According to the relevant models and parameters of the involute planetary gear reducer, as shown in Table 1. An accurate three-dimensional model is established by using SolidWorks software. As shown in Figure 1, the gear train takes the sun gear as the input, the planet carrier as the output, the rated output torque is 330nm and the rated input speed is 3000rpm.
| Parameter name | Sun wheel | Planetary gear | Inner ring gear |
| Number of teeth Z | 27 | 39 | 108 |
| Modulus m / mm | 0.9 | 0.9 | 0.9 |
| Tooth width b / mm | 22.5 | 20 | 22 |
| pressure angle α/ ° | 20° | 20° | 20° |
The above conditions are the basic conditions for the design of planetary gear reducer. In order to reduce the vibration and noise of gear train transmission and improve its transmission stability, there should be no common divisor between meshing gear pairs, and the number of teeth of sun gear should not be an integral multiple of the number of planetary gears. Here, kisssoft software is used to study these two requirements, analyze the influence of different forms on the transmission performance of planetary gear train, and get the best gear matching mode.
Under the condition that the working conditions and the basic original parameters of the gear such as modulus, tooth width and pressure angle remain unchanged, only the number of teeth is changed. After fine screening in kissoft software, 78 groups of data can be obtained, as shown in Figure 2.
Six groups of data are selected according to the minimum bending fatigue strength and minimum contact fatigue strength of the gear, whether the number of teeth between each meshing gear pair has a common divisor and whether the number of teeth of the sun gear is an integral multiple of the number of planetary gears, as shown in Table 2.
| Serial number | Sun wheel | Number of teeth Z planetary gear | Inner ring gear | Number of teeth coprime type | X |
| 1 | 27 | 39 | 108 | — | yes |
| 2 | 27 | 40 | 108 | Sun gear and planet gear | yes |
| 3 | 28 | 39 | 108 | Sun gear and planet gear | no |
| 4 | 27 | 39 | 107 | Planetary gear and internal gear ring | yes |
| 5 | 28 | 38 | 107 | Planetary gear and internal gear ring | no |
| 6 | 27 | 40 | 111 | Sun gear, planet gear and planet | yes |
| 7 | 29 | 40 | 109 | Wheel and internal gear ring | no |
The number of teeth of the original gear and the six groups of teeth obtained by screening are simulated and analyzed in kissoft software.
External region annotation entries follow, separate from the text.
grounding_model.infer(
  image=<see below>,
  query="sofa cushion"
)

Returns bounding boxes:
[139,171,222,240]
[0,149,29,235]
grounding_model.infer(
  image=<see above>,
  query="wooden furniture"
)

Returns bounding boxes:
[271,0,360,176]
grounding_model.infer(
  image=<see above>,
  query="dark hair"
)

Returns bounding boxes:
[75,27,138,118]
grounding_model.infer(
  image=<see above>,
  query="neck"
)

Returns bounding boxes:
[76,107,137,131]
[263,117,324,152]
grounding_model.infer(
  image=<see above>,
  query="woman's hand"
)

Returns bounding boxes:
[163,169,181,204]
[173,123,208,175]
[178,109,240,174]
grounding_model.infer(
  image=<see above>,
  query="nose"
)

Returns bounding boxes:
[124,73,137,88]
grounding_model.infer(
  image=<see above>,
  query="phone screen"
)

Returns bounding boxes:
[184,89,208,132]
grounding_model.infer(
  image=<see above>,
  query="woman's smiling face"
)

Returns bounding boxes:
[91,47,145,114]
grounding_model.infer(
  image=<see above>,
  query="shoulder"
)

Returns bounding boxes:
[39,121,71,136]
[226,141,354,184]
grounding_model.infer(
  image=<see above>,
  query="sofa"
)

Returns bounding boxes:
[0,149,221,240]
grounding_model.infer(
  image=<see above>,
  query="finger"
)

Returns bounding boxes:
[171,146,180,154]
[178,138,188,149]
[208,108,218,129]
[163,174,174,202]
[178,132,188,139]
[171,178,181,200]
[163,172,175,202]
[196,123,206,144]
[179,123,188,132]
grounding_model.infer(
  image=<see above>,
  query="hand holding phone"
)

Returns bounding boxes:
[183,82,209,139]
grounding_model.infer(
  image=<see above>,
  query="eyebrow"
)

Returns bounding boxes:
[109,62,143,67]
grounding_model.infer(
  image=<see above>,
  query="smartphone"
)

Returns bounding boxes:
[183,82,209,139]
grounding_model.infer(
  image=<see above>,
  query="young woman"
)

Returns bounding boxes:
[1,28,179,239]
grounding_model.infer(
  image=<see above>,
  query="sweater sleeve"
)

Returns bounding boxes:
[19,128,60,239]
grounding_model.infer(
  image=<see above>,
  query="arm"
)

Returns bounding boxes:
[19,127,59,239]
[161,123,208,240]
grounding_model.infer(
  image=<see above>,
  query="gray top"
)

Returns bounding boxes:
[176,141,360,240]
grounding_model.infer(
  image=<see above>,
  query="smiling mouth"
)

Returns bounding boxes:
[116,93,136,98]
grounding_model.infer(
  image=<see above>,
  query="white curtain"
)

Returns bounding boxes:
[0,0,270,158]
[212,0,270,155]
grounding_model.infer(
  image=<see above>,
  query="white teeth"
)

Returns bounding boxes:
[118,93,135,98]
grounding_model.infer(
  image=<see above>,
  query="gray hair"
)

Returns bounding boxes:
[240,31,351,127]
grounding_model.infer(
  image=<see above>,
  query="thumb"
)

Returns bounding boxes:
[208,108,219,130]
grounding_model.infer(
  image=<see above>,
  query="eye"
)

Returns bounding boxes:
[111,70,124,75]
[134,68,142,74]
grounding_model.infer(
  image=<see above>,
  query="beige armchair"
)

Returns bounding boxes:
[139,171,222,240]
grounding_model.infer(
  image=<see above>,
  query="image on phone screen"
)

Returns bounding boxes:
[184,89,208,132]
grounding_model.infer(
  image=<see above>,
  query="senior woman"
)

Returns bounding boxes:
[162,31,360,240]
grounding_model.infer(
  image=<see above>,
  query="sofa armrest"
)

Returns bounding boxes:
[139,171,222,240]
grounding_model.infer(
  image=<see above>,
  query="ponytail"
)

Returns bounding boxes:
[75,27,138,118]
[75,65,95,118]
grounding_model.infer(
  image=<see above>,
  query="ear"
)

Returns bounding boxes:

In order to clearly understand the influence of different tooth number schemes on transmission error, maximum normal stiffness, maximum tangential stiffness and maximum stress, the calculated data are compared graphically, as shown in Fig. 3 ~ Fig. 6.
In Fig. 4 ~ Fig. 8, abscissa (1 ~ 7) respectively represent different tooth number schemes, 1 is the original tooth number scheme, and (2 ~ 7) are the first to sixth tooth number schemes in Table 2.
Through the analysis of the above chart, although the maximum normal stiffness and maximum tangential stiffness of the original scheme are slightly lower than those of the other six groups of schemes, through comprehensive comparison, the indexes of the planetary gear train of the seventh group of gear number scheme are the best, that is, when the number of sun gear teeth in the planetary gear train cannot be divided by the number of planet gears, and the number of sun gear and planet gear, planet gear and inner ring gear are mutually qualitative, the transmission error value and maximum stress value are smaller than those of other gear number schemes.
In order to make the calculation results more intuitive, TCA tooth contact analysis is carried out for the seventh group of gear scheme and original tooth number scheme, as shown in Fig. 9 ~ Fig. 11. Through comparison, it is found that the transmission error is reduced from 1.847 µ m of the original tooth number scheme to 0.292 µ m, a decrease of 84.2%; It can be clearly found that the tooth surface load of the original tooth number scheme is unevenly distributed along the tooth width direction, and there is a certain eccentric load, with the maximum load of 1335.547n/mm2. The tooth surface load of this tooth number scheme is evenly distributed along the tooth width direction, and there is basically no eccentric load, with the maximum load of 998.281n/mm2, which is reduced by 25.3%.